Cantor volta em CD surpreendente

Meu Coração é um Pandeiro apresenta Cauby Peixoto em ótima forma, mais contido e com ginga digna dos melhores bambas

Rodrigo Faour
06/10/2000
Apesar de ter gravado alguns sambas no decorrer de seus quase 50 anos de carreira é a primeira vez que o cantor lança um álbum dedicado ao gênero. O resultado pode ser conferido a partir do dia 30 quando a Som Livre põe nas lojas o CD Meu Coração É um Pandeiro, que reúne 14 sambas clássicos na voz do cantor e nas de alguns convidados do ramo. Apesar de possuir uma cancha mais jazzística, Cauby saiu-se bem no desafio de lançar-se aos sambas de raiz – ainda que os arranjos de seu produtor João de Aquino quase sempre dêem um jeito de aproveitar esse outro lado do cantor, mesmo que discretamente. Quem está acostumado às fossas e ao romantismo exacerbado do intérprete de Conceição e Nono Mandamento vai se surpreender. Pois o clima do CD é bem pra cima e o cantor, apesar de mostrar seu estilo inconfundível, dispensa maiores impostações vocais ou exageros inadequados ao gênero do disco.

A melhor faixa é logo a de abertura, Eu Canto Samba (Paulinho da Viola) na qual Cauby deita e rola. Improvisa, brinca com a letra que diz "Há muito tempo que ouço dizer esse papo furado que o samba acabou". "Acabou é?" – indaga Cauby. E o coro responde: "Só se foi quando o dia clareou". Impagável. Paulinho participa, mas não nessa faixa, e sim na belíssima Onde a Dor Não Tem Razão, também de sua autoria, outro grande momento do CD. O renovador do partido alto, Martinho da Vila, desafia Cauby em Iaiá do Cais Dourado, em que se sai otimamente bem, tão à vontade quanto na faixa de abertura. Acreditar, com canja de Dona Ivone Lara, ganhou um arranjo com um pé na gafieira. Zeca Pagodinho também aparece no terreiro de Cauby com uma versão mais acelerada de Festa da Vinda, de Cartola e Nuno Veloso, com arranjo que beira a salsa em determinados momentos.

O disco traz outros convidados ilustres do mundo do samba em versões corretas (Chico Buarque em Quem Te Viu, Quem Te Vê, Nelson Sargento em Agoniza Mas Não Morre, Monarco & Velha Guarda da Portela no samba-enredo Ilu Ayê).
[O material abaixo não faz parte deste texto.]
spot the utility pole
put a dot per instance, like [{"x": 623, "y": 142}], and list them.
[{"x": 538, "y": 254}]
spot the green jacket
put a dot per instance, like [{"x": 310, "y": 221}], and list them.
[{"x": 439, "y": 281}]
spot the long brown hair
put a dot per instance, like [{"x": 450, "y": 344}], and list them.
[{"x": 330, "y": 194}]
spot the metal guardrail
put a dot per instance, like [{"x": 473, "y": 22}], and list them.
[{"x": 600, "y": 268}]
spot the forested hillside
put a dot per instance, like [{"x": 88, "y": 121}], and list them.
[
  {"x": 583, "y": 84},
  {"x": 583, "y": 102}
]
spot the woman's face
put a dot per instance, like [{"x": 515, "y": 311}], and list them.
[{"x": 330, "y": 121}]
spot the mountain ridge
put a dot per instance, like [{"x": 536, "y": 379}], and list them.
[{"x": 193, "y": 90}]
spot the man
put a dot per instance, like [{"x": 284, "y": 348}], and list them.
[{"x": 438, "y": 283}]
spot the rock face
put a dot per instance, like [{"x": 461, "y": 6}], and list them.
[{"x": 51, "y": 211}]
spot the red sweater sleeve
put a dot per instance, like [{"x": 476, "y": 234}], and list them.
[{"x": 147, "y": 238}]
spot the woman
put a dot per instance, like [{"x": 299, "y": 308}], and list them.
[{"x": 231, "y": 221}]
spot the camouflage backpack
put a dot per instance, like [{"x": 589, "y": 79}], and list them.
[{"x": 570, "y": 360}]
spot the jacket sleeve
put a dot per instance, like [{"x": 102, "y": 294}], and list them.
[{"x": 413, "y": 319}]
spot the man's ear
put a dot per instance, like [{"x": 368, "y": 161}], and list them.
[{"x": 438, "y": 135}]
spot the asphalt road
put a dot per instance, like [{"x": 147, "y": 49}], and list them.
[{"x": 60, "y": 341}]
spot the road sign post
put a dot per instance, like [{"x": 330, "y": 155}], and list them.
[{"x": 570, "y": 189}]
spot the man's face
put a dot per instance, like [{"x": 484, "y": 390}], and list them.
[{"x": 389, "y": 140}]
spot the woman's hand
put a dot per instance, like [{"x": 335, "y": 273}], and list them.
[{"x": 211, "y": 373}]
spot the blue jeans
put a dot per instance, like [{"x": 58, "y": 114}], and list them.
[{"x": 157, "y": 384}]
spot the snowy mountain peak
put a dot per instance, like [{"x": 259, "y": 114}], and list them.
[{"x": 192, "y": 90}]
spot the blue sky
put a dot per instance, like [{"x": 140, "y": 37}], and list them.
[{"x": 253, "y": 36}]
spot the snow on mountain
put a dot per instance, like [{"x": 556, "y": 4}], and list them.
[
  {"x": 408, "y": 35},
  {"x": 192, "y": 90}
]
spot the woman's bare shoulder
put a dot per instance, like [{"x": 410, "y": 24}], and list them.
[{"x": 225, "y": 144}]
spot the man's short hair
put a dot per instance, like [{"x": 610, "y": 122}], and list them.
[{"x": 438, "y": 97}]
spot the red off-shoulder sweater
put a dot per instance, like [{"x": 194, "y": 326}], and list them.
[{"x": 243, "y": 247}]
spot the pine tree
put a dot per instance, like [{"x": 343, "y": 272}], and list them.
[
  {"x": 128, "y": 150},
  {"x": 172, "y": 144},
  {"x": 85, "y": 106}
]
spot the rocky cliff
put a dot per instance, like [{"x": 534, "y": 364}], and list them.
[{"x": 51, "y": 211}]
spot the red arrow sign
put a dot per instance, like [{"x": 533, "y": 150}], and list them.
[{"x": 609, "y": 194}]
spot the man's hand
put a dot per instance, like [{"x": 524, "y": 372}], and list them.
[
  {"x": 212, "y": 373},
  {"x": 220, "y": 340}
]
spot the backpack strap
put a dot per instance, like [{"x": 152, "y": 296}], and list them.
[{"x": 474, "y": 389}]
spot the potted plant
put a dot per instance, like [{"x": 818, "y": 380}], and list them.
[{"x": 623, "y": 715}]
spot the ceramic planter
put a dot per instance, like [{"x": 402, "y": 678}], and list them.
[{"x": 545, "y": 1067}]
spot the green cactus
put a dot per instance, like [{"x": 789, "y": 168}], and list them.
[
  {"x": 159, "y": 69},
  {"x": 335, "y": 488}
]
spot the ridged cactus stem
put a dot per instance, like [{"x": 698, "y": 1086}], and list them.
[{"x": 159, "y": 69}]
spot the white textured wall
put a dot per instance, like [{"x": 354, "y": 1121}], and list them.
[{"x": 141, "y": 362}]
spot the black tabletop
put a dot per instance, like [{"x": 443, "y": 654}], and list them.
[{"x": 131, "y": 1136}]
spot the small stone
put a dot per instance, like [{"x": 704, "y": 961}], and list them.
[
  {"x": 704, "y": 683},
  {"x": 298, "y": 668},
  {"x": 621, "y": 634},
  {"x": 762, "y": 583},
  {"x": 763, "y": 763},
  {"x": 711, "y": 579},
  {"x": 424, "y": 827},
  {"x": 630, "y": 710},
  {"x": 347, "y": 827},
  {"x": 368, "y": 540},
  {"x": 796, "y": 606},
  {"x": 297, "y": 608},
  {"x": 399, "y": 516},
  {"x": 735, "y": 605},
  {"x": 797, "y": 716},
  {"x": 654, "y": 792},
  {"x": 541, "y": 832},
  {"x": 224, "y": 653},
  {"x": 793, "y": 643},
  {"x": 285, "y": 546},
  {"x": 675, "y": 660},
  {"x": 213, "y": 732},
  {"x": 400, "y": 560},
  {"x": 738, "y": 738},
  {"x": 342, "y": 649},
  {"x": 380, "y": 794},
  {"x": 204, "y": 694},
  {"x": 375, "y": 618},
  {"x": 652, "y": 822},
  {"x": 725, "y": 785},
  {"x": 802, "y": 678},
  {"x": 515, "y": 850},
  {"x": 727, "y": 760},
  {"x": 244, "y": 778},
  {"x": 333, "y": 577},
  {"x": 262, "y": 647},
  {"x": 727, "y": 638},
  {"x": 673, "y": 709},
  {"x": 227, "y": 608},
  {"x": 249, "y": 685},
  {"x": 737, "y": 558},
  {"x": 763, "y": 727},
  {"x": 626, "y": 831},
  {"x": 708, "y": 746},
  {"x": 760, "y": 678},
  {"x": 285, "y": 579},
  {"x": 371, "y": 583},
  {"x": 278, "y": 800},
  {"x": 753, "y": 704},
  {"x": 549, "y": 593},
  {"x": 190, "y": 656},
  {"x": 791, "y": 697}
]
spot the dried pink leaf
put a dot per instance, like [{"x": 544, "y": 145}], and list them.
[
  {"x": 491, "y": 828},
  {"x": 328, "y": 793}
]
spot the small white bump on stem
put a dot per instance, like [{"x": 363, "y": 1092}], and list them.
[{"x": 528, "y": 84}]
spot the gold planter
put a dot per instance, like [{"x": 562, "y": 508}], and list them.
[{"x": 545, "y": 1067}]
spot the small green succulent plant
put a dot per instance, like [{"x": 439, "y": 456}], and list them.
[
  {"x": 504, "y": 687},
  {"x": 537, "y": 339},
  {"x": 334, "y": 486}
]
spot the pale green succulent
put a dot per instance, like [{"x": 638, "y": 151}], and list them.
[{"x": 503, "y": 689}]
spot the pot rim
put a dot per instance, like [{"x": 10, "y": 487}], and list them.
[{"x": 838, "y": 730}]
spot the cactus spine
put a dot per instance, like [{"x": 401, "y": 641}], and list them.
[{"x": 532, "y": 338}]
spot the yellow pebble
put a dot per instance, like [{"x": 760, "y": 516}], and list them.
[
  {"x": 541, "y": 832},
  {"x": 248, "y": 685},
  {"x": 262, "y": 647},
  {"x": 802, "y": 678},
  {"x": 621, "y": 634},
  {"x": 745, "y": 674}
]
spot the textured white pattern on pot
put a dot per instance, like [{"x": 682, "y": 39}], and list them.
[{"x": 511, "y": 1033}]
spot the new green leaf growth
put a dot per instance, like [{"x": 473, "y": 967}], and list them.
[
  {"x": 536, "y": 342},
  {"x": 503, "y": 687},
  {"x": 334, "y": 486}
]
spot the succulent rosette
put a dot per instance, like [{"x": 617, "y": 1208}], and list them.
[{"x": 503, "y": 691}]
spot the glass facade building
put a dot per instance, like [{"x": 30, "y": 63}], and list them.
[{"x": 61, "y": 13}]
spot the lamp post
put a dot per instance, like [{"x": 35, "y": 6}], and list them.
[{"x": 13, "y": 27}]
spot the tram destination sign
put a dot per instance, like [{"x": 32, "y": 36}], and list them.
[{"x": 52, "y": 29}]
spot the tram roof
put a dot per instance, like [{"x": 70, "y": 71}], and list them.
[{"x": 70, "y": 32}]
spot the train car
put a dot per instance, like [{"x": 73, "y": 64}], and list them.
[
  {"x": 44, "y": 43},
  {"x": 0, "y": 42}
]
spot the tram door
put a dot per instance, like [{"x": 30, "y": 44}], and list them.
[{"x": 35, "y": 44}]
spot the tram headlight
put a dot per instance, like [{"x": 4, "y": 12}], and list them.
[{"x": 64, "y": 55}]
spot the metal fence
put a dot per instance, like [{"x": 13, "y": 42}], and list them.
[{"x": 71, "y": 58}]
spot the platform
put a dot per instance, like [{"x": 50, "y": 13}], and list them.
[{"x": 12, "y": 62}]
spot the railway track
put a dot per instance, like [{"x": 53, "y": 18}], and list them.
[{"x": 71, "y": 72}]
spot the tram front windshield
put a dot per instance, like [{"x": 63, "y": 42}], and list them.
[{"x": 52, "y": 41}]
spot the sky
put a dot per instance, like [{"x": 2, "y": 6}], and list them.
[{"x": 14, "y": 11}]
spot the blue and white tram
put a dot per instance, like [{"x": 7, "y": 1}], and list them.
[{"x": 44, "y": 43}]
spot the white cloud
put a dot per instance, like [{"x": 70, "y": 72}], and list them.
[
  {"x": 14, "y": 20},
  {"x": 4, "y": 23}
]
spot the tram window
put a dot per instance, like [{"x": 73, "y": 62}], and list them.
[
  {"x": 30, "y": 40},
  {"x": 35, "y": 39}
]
Sozinho, Cauby também se defende bem em sambas de épocas e estilos distintos. Da celebrativa Exaltação à Mangueira à única nostálgica do disco, Rio Antigo (do repertório de Alcione), passando pelo samba-jóia de Benito Di Paula, Retalhos de Cetim (em andamento mais suingado) e pela antiga Morena Boca de Ouro, de Ary Barroso. Essa última, de cuja letra foi retirado o título do CD, aparece em versão bem animada, meio sambão, meio jazzista, nos intervalos da melodia principal.

Se o samba-enredo Festa do Círio de Nazaré (Mangueira,1975) fecha o disco em versão discreta – o CD merecia uma faixa de mais impacto para o final – Cauby surpreende no dueto com Luiz Carlos da Vila na inacreditável (e difícil) Kizomba – A Festa da Raça. Esse samba-enredo, que deu o primeiro campeonato à Vila Isabel em 1988, aparece numa curiosa versão mais ralentada. Em suma, Cauby não vai virar sambista depois desse disco, mas é bonito ver um cantor veteraníssimo ainda buscando novos desafios, lançando um álbum digno e bem cuidado.